In allen 21 Kreisverbänden treten die Rivalen deswegen zu Rededuellen an. In der Landeshauptstadt Erfurt trafen die beiden am Donnerstagabend zum vorletzten Mal vor 150 Parteianhängern aufeinander. Mit Nörgeleien über den Zustand der Thüringen-SPD hatte sich der frühere Innenminister und Landesvorsitzende Dewes nach den empfindlichen Wahlniederlagen von 1999 und 2004 immer wieder zu Wort gemeldet. Dass sich der 59-Jährige im November des Vorjahres beim Landesparteitag in Schmalkalden plötzlich wieder auftauchte und an die SPD-Spitze wollte, überraschte dennoch.

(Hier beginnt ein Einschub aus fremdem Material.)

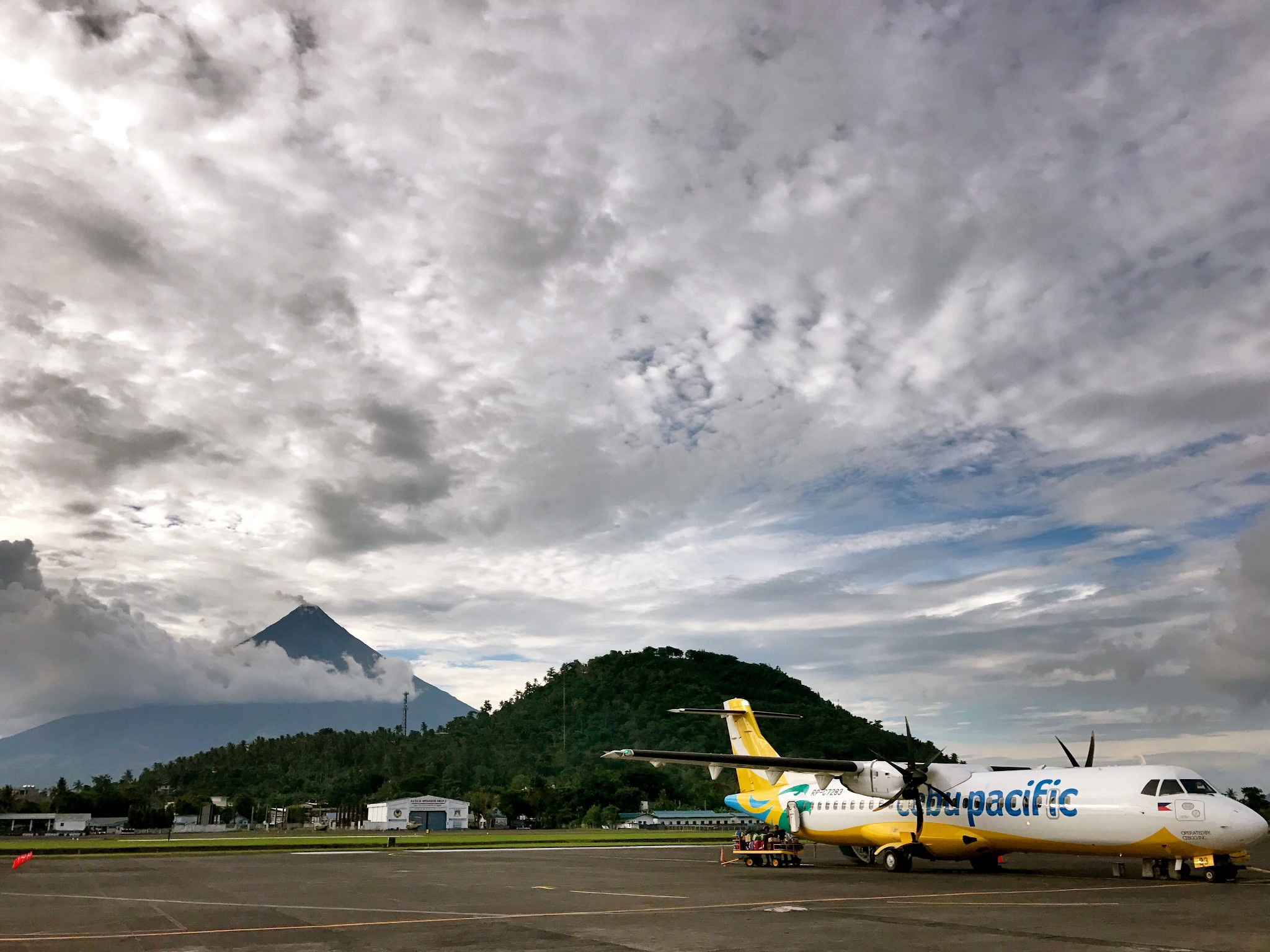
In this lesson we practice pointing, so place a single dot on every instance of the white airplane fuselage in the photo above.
(1096, 810)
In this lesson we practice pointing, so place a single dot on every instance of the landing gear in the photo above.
(861, 855)
(897, 861)
(1178, 873)
(985, 863)
(1225, 873)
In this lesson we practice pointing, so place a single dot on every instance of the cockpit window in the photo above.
(1197, 787)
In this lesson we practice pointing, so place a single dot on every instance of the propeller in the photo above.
(913, 776)
(1089, 759)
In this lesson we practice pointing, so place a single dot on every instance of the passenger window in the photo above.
(1197, 787)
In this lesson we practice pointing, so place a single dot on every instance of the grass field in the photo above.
(255, 840)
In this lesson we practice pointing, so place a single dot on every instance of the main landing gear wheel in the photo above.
(895, 861)
(985, 863)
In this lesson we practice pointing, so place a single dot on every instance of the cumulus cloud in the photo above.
(1236, 655)
(912, 339)
(68, 653)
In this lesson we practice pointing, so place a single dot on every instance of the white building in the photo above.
(680, 819)
(429, 813)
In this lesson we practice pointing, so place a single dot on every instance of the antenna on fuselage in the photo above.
(1089, 759)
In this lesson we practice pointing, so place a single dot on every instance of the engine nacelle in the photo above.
(876, 778)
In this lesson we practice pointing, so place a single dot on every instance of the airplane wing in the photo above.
(773, 765)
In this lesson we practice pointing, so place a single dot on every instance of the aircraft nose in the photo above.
(1250, 826)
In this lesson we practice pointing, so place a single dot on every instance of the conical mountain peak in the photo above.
(310, 632)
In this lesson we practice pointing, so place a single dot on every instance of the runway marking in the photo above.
(535, 850)
(169, 918)
(251, 906)
(935, 903)
(335, 852)
(510, 917)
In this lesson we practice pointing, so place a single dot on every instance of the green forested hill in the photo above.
(539, 753)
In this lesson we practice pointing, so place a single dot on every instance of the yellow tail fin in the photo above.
(747, 739)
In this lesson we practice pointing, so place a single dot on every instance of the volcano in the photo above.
(82, 747)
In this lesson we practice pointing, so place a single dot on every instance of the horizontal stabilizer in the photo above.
(801, 764)
(733, 712)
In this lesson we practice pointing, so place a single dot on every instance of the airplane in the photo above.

Schließlich geben ihm noch immer viele Parteimitglieder die Schuld an den 18,5 Prozent von 1999, weil er eine Koalition mit der PDS bis zuletzt offenhielt. Und auch jetzt wieder stellt Dewes die R-Frage: Sollte die SPD nicht auch unter Linke-Landeschef Bodo Ramelow als Ministerpräsident regieren? Dewes meint Ja.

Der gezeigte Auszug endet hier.